# Exponents and O notation

Prove that if $a$ or $b$ are positive real numbers and $a<b$, then $n^a \in O(n^b)$, but $n^b \notin O(n^a)$.

Could I just take $a=1$ and $b=2$ (as an example) and prove it from there? Or do I need to provide a formal proof?

Any tips would be appreciated!

• Well... no, of course not. If $a$ and $b$ are positive real numbers, then you can't just assume that $a = 1$ and $b = 2$. – user296602 Jan 29 '18 at 18:47
• how would u suggest to go about this then? – nickoba Jan 29 '18 at 18:58
• Your only option is to turn to the definition of Big O and show that $a < b \implies n^a \in O(n^b)$ and $a < b \implies n^b \notin O(n^a)$. – Antonio Vargas Jan 29 '18 at 19:07
• @AntonioVargas: "Your only option": don't be so pessimistic. – Yves Daoust Jan 29 '18 at 19:11
• @YvesDaoust how would you prove the last two statements in your answer if not through the definition? – Antonio Vargas Jan 29 '18 at 19:21

Yes you can, provided your proof generalizes to arbitrary exponents.

Note that you can expresss the problem in a simpler way by the change of variable $m=n^a$, and using $r:=b/a$. The statement becomes

$$m\in O(m^r),r>1.$$

Similarly, you can rewrite the second part as

$$m\notin O(m^r),r<1.$$

These are equivalent to

$$1\in O(m^\epsilon),\\1\notin O(m^{-\epsilon})$$ for $\epsilon>0$.
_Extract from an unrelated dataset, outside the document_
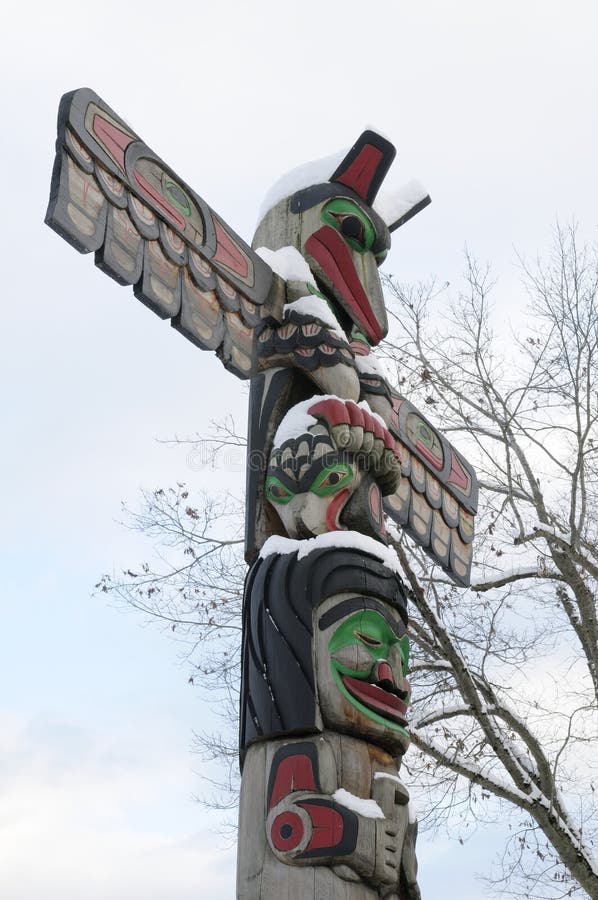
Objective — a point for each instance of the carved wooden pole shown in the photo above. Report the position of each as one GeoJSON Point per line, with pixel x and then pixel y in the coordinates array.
{"type": "Point", "coordinates": [332, 448]}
• how would i generalize this in terms of the definition of O notation? – nickoba Jan 29 '18 at 23:27
• @nicoba: You have to provide the proof for $1,2$ first. – Yves Daoust Jan 30 '18 at 7:12

From $a \lt b$ it follows that $\lim_{n\to\infty} |\frac{n^a}{n^b}| = 0 \lt \infty$, so $n^a \in o(n^b) \in O(n^b)$.